Hace unos días comentaba cómo caer en el pacto narrativo, suspender el juicio crítico, daba lugar a ficciones políticas demenciales que no andan muy lejos de la histeria o la alucinación colectiva. Desde entonces he leído un par de reflexiones de amigos a los que respeto muchísimo como pensadores y como personas, pero con los que suelo estar en desacuerdo. Uno de ellos considera que el despropósito (bueno, lo que para mí es un despropósito) del secesionismo catalán constituye una “revolución simbólica”; el otro reprocha amargamente a la izquierda española su escasa implicación (miedosa y lamentable), su ausencia de empatía, en el proceso independentista. Sin entrar a debatir estas ideas, convendría, creo yo, que la izquierda española (socialistas y comunistas) aclarase en qué mundo simbólico vive, cuál es su relato; si ese relato produce dolor o si puede incidir sobre la realidad, caso de que admita la existencia de algo así como la “realidad”, siquiera sea haciendo mella en su dureza.
A lo que parece, nuestra izquierda se ha instalado en el antifranquismo permanente, en la invocación a una República de nación innombrable, en el desgaste del “régimen” surgido de la constitución del 78 y en el cuestionamiento perpetuo del Estado. Todo ello es un relato revolucionario... No: todo ello es un relato “como si” fuese revolucionario. Nuestra izquierda habla “como si” hubiese una masa paupérrima dispuesta a asaltar todos los palacios de invierno; “como si” el cretinismo parlamentario del secesionismo fuese algo conectado con pueblos y mayorías; “como si” el estado fuese un castillo de naipes pronto a desmoronarse. Mientras tanto, la “historia” va a su bola.
Las ambigüedades y contradicciones de los comunistas sepultados bajo capas y capas de podemismo, quincemismo y encomumismo, los melindres y cucamonas de los socialistas y los complejos de todos ante el secesionismo y las políticas de identidad han chocado con la “historia” en forma de descenso del apoyo electoral en Cataluña y en forma de muy posible auge de Ciudadanos en toda España después de su triunfo en Cataluña. La terrible paradoja es que un partido liberal se llena de votos ofreciendo algo que es patrimonio de la izquierda: Estado.

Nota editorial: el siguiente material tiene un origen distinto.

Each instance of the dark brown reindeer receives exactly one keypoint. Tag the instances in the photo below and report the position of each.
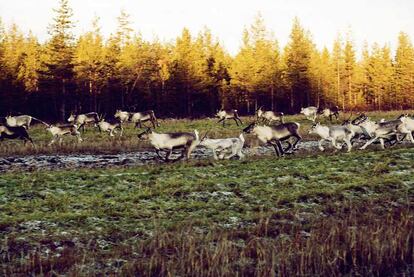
(19, 132)
(224, 115)
(275, 135)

Vea la izquierda española (comunistas y socialistas) si conviene a los trabajadores y trabajadoras derribar dictadores podridos hace décadas, contribuir a debilitar el estado, imaginar revoluciones o gobernar cambiando un sencillo “como si”: como si hubiese un estado que está aquí para quedarse.  

dimecres, 7 de febrer del 2018

Penny y el pacto narrativo.



En un episodio de Big Bang Theory, Sheldon y Leonard discuten sobre qué efectos sobre el cuerpo de Lois Lane causaría Superman al detener bruscamente su caída desde el rascacielos. Penny interviene:
-¡Oh! Ya sé que nadie puede volar. Sheldon la mira con cara de incredulidad y asombro pues Penny habla desde otro plano de realidad. 
Digamos que la rubia de la serie no ha aceptado el “pacto narrativo” por el cual asumimos los criterios de verosimilitud que nos impone una narración al entrar en el mundo que abre ante nosotros. En los cuentos tradicionales la fórmula aparecía de manera explícita tanto en la apertura como en el cierre contractual: “Érase una vez... Y colorín colorado”. Lo que ocurriese en ese paréntesis que deja el mundo real en suspenso era cosa de las reglas del contrato. La fuerza “jurídica” de la frase inicial de una novela y de sus palabras finales puede apreciarse, por ejemplo, en Cien años de soledad: entre “muchos años después, frente al pelotón de fusilamiento...” y “...no tienen una segunda oportunidad sobre la tierra” el narratario (la parte contratante de la segunda parte) se obliga a aceptar como verosímil todo aquello que el narrador (la parte contratante de la primera parte) tenga a bien considerar como tal, así sea el personaje de Remedios la Bella o el tipo al que siempre rodeaban mariposas amarillas.
La propuesta política no nos obliga a esa suspensión del juicio crítico. Al contrario, nos obliga a contrastar su discurso con la realidad factual y ver si da cuenta de ella, si propone con acierto su conservación o su reforma, si asume su defensa o su impugnación. No discutimos, por lo que hace al análisis político, si Lois Lane sobrevivirá al fuerte abrazo de Superman, sino que afirmamos que, efectivamente, “nadie puede volar”. Aquello es, en función del relato, verosímil; ésto es, absolutamente, verdad. Qué ha ocurrido para que el “discurso” político haya devenido “relato” yo no lo sé, pero el caso es que, en tanto que relato, la narración impone sus criterios de aceptación: la suspensión del juicio crítico, la casi orgullosa aceptación de que el objeto de debate es si Lois Lane se rompe por la mitad cuando Superman la agarra. 
Convertido el análisis concreto de la realidad concreta, para la transformación de la misma en “relato” (un relato es un cuento, no lo olvidemos) cualquier cosa cabe en la imaginación calenturienta del narrador: la república barataria, la independencia simbólica, los sexos traspapelados, los pueblos unánimes, la tribu batucada. Da igual. Firmado el contrato narrativo, discutir sobre la operatividad de Tabarnia o la presidencia simbólica de Puigdemont es tan legítimo como debatir sobre si Hulk puede alzar a Thor aunque éste esgrima el martillo Mjölnir.
Caer en el social-populismo de Podemos y sus afluentes turbios o en el nacional-populismo secesionista es firmar un cheque en blanco para la literatura de folletín. Y entrar en debate con una trama narrativa de quiosco es absurdo. Es como aceptar el “érase una vez” del “derecho a decidir”, del “mandato del pueblo”, del “empoderamiento de la gente”.
Más vale, creo yo, afirmar tajantemente la realidad con Penny: “nadie puede volar”. Al menos para no partirnos la crisma contra el suelo con Lois Lane en brazos de Clark Kent.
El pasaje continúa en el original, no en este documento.